On top of this, as Soon-Shiong himself has admitted, the Los Angeles Times is a massive financial burden, with losses from last year alone totaling somewhere between $30 and $40 million. Soon-Shiong has previously stated that he’s invested “hundreds of millions of dollars, approaching a billion dollars” to keep the LA Times going.
Capitalizing on the COVID vaccine opportunity depends on Soon-Shiong’s ability to win federal contracts and secure export licenses — including for equipment like the bioreactors located in his American facilities that are required in his South African plant. Those decisions will now be made by a figure that Soon-Shiong’s paper had once attacked as uninformed, misguided and barely short of medically evil: Bobby Kennedy.
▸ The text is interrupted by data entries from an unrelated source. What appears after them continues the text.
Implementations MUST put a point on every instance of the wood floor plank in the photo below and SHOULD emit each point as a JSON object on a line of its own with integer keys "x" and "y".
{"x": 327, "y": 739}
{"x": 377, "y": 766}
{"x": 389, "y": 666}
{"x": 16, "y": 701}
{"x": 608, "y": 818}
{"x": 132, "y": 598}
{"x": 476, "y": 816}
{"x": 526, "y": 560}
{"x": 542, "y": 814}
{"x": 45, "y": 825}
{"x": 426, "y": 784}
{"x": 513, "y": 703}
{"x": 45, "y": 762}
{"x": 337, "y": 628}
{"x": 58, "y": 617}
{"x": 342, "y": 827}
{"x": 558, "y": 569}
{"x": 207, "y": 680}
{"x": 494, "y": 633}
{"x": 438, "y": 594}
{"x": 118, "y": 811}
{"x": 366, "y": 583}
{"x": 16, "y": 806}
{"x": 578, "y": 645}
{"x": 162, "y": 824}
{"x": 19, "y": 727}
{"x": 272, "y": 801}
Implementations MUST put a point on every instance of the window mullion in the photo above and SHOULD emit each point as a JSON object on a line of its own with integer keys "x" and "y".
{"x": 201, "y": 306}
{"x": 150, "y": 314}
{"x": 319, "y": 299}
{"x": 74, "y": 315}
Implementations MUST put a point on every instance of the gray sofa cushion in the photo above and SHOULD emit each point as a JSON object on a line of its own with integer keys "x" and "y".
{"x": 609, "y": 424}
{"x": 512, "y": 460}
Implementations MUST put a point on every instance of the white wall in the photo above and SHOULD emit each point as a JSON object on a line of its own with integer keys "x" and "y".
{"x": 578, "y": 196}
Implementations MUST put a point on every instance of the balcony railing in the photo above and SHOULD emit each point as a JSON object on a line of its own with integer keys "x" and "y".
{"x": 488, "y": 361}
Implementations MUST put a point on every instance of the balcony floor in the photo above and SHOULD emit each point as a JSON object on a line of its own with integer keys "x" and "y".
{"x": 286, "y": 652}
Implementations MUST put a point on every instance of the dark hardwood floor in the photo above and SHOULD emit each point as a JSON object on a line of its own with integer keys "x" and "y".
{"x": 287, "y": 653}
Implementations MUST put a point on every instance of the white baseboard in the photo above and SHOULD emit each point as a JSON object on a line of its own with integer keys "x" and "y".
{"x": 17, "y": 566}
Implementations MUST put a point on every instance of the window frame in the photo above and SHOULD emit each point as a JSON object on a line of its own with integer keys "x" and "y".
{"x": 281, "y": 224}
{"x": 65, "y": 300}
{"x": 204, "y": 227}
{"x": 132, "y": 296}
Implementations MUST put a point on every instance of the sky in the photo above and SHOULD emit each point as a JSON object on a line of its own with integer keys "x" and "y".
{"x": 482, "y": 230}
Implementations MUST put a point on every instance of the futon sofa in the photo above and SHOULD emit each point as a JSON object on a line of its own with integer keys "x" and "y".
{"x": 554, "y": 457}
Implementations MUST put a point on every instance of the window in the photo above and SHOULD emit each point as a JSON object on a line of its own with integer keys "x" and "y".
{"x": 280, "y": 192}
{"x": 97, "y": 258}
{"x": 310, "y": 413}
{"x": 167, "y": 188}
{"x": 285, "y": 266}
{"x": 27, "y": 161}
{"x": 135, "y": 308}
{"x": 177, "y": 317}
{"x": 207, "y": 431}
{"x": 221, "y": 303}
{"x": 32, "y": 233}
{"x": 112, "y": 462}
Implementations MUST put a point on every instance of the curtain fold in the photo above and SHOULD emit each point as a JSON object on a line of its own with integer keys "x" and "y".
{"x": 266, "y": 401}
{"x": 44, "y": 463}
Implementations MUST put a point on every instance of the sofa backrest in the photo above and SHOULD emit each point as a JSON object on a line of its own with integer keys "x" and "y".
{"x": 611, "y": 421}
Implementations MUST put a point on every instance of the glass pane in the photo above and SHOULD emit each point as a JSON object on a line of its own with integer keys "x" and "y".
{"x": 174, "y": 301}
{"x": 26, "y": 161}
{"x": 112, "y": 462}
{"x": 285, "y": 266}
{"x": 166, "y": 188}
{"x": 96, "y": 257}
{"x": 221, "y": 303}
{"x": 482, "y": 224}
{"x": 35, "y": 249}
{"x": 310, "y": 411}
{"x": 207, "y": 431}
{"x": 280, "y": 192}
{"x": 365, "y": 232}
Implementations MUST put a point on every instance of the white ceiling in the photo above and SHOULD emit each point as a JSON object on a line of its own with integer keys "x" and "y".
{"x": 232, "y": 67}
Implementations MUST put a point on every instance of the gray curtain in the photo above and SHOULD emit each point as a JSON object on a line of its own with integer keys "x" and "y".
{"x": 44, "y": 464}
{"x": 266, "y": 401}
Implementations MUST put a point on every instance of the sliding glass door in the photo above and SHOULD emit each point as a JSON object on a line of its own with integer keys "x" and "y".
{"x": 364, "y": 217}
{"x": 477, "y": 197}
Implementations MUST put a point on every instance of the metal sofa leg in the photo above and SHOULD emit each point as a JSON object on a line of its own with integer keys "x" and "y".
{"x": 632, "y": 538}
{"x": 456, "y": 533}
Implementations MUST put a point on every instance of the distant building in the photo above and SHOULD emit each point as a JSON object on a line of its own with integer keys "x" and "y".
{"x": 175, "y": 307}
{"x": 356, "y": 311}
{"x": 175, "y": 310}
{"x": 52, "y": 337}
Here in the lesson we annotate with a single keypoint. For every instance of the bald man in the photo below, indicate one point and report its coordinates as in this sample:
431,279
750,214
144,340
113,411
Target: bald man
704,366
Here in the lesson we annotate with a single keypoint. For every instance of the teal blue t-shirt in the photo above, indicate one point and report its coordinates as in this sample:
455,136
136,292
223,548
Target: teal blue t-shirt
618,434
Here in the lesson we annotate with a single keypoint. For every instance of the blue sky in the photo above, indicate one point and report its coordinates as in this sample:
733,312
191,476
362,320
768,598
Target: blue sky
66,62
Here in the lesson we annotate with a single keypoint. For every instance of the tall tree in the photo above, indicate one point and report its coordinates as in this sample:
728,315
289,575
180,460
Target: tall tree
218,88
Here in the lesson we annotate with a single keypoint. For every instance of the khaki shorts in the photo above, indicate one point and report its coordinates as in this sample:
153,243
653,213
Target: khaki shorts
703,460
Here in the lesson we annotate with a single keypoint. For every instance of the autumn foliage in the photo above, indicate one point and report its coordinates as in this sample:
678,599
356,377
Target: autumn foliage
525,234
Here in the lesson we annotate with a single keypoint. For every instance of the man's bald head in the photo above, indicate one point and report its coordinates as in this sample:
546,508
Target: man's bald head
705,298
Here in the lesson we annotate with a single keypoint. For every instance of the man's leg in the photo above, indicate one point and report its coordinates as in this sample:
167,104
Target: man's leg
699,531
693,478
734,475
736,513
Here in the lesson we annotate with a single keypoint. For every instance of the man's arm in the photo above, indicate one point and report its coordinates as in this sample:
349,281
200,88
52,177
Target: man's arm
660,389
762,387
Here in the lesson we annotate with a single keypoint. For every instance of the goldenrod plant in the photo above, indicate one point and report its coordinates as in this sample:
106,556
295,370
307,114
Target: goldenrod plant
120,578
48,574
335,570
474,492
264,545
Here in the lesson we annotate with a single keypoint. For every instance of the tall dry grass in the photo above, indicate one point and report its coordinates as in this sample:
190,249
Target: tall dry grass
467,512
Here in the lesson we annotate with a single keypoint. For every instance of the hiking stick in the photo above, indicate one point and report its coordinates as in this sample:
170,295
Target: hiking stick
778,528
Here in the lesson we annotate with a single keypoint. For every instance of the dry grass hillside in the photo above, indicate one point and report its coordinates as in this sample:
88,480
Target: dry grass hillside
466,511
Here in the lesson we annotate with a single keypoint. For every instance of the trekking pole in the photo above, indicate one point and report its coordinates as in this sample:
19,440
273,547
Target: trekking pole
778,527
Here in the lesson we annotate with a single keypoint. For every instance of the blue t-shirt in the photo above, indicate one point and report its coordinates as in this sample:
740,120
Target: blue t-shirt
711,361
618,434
This explains Soon-Shiong’s recent podcast appearance. But what’s happening at the Los Angeles Times is bigger than that.
In October, Soon-Shiong stirred a major controversy in the media when he refused to allow the LA Times to endorse Kamala Harris for president, leading to the head of the paper’s opinion section to resign. In November, Soon-Shiong blocked an editorial by the LA Times arguing that Trump should not be able to fast-track cabinet confirmations, like that of RFK Jr. Soon-Shiong also pledged to add a “bias meter” to the newspaper’s website and launch a health podcast called Health Decoded.
All this has the ring of media trust-building — as it’s likely intended to. But in reality, it’s brand building. The LA Times is not only one of the country’s most left-wing newspapers, it’s also (as we’ve seen) been among the most strident on vaccine mandates. By flipping the editorial stance and cozying up to Kennedy, Soon-Shiong is creating an opportunity to transform the LA Times from a reputational liability into a point of leverage.
As owner of the sixth biggest US newspaper at his disposal, Soon-Shiong can play Big Pharma’s media game far more effectively than Pfizer and Johnson & Johnson, who are competing to advertise their products against valuable news content. Soon-Shiong is now both publisher and advertiser. The real lesson is that if you want to own the issue, first you need to own the media.